Mean differences in slopes of four-year cognitive decline, per standard deviation increase in telomere length a

Mean difference in cognitive decline p-value

Global
 Age- and education-adjusted Model b 0.03 (0.00, 0.06) 0.06
 Fully-adjusted model c 0.03 (0.00, 0.06) 0.04

Verbal
 Age- and education-adjusted Model b 0.04 (0.00, 0.08) 0.03
 Fully-adjusted model c 0.04 (0.01, 0.08) 0.02

TICS
 Age- and education-adjusted Model b 0.13 (0.00, 0.25) 0.05
 Fully-adjusted model c 0.13 (0.00, 0.25) 0.04
a

The standard deviation is 0.95 in our analytic sample.

b

Adjusted for age (continuous in years), education (RN, BA, graduate degree).

c

Adjusted for age, education, smoking (none, past, current), high blood pressure (yes and treated, yes and untreated, no), high cholesterol (yes and treated, yes and untreated, no), myocardial infarction (yes, no), and diabetes (yes, no).

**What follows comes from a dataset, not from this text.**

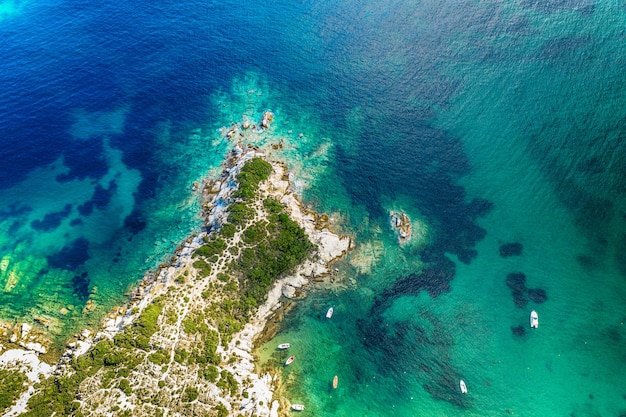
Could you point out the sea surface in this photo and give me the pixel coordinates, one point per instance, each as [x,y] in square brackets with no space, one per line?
[499,127]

There was no effect modification by age (e.g. p-interaction for the verbal score=0.5) or smoking status (e.g. p-interaction for the verbal score=0.3).

DISCUSSION

We found a modest association between longer telomere length and slower cognitive decline in this cohort. The magnitude of these point estimates – a one-SD increase in telomere length being equivalent to approximately one year of chronological age – suggests that, although we identified significant relations between telomeres and cognitive decline, telomere length does not appear to be a particularly powerful marker of impending cognitive decline.

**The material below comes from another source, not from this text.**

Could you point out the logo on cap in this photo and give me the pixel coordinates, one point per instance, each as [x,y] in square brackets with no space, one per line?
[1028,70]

Five previous studies[7, 13, 14, 23, 28] of telomere length and cognition have produced mixed results, but four of these studies were fairly small (<355 participants)[7, 13, 14, 23] and two included cross-sectional analyses only[7, 23]; therefore, findings are somewhat difficult to interpret. Moreover, none of these studies considered the relation of telomere length at midlife to cognitive decline at older ages. However, the modest effect that we observed is generally consistent with results reported in the Health Aging and Body Composition (ABC) Study – the only other large, prospective study of telomeres and cognitive decline to date, where telomere length was associated with decline for one of two cognitive tests administered[28]. Again, a difference between our study and the Health ABC Study was the timing of telomere measurement; in the Health ABC Study, telomere length was assessed simultaneous with baseline cognitive testing (mean age of participants=74 years). In contrast, our study utilized telomere measurements that were obtained an average of ten years prior to initial cognitive testing. Thus, together, these results indicate that telomere length only modestly predicts cognitive decline, whether measured at younger or older ages.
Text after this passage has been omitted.